= System profiler =

A system profiler is software that reports relatively comprehensive information about the host computer system software and attached hardware.

Historically, when computers were primarily mainframes using punch card readers for input, computers had relatively fixed configurations with little variation in input or output devices, and as such, there was little need to query the computer for information about its attached devices. The value of querying a machine for its capabilities grew as computers evolved to have more modular hardware and software designs.

The information reported by a system profiler might be available to the user although not as an integrated report. For example, the VM/370 command QUERY displays the addresses of attached devices and the size of storage.
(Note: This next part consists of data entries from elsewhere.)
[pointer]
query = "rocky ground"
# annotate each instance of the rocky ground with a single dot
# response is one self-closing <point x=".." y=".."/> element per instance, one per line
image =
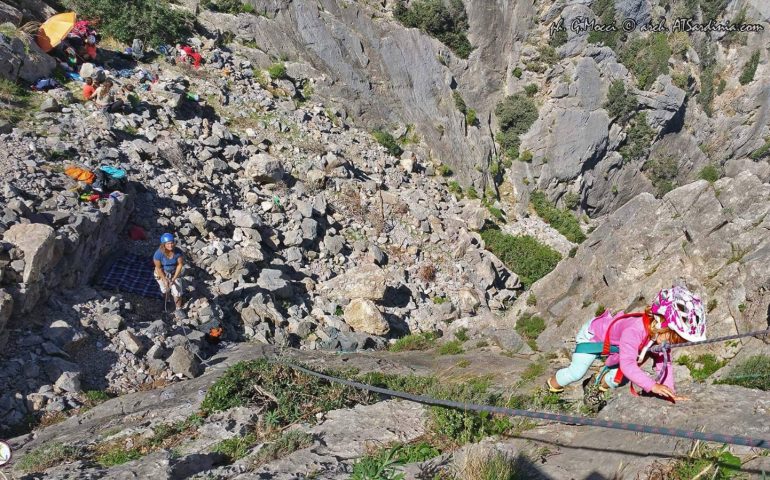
<point x="302" y="233"/>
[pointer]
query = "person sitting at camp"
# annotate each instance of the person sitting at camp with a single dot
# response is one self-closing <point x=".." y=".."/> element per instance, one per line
<point x="169" y="261"/>
<point x="88" y="88"/>
<point x="105" y="98"/>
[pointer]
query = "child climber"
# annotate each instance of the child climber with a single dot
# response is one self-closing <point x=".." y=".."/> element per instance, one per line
<point x="675" y="316"/>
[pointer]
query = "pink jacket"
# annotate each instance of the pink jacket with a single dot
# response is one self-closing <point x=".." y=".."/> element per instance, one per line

Sometimes conflated with system profiler, a system monitor is a significantly different capability. It runs continuously in the background and measures and stores performance information. In contrast, a system profiler runs on-demand and reports what the system consists of, not how it is performing.

==Examples==

===MacOS===
The first system profiler, called System Profiler, was for classic Mac OS. This utility defined the term even though other system profilers, including the latest GUI version from Apple, don't use the term in their name.

In modern macOS, the built-in, GUI system profiler is called System Information. The built-in command-line system profiler, at path /usr/sbin/system_profiler, includes more detailed information.

===Windows===
In Windows, the built-in, GUI system profiler, System Information, is accessed via the properties "My Computer" or "This PC," pressing the Windows key and Pause/Break key simultaneously, or by running msinfo32.exe. The built-in command-line profiler is run via command systeminfo. Third-party utilities include:
- Belarc
  Reports host hardware and software as a local webpage. Also, assess how secure the system is, and links missing updates directly to a Microsoft website for download.
- CPU-Z
  Useful when overclocking processors.
- SekChek Local
  Security audit tool which scans multiple workstations and servers. It creates a security assessment report file formatted as a Microsoft Access dataset.
- Speccy
  Reports detailed specifications of various PC subsystems.
- System Information for Windows (SIW)
  Reports software, hardware, and network information as well as miscellaneous tools.

===Unix-like===
Unix-like systems generally do not include a system profiler per se. They include command-line utilities that provide the information typically found in a system profiler report but via multiple utilities, not as an integrated report from a single utility. For example, although uname -a reports basic information about the host machine and lshw lists devices and their properties, neither nor both together are considered a system profiler.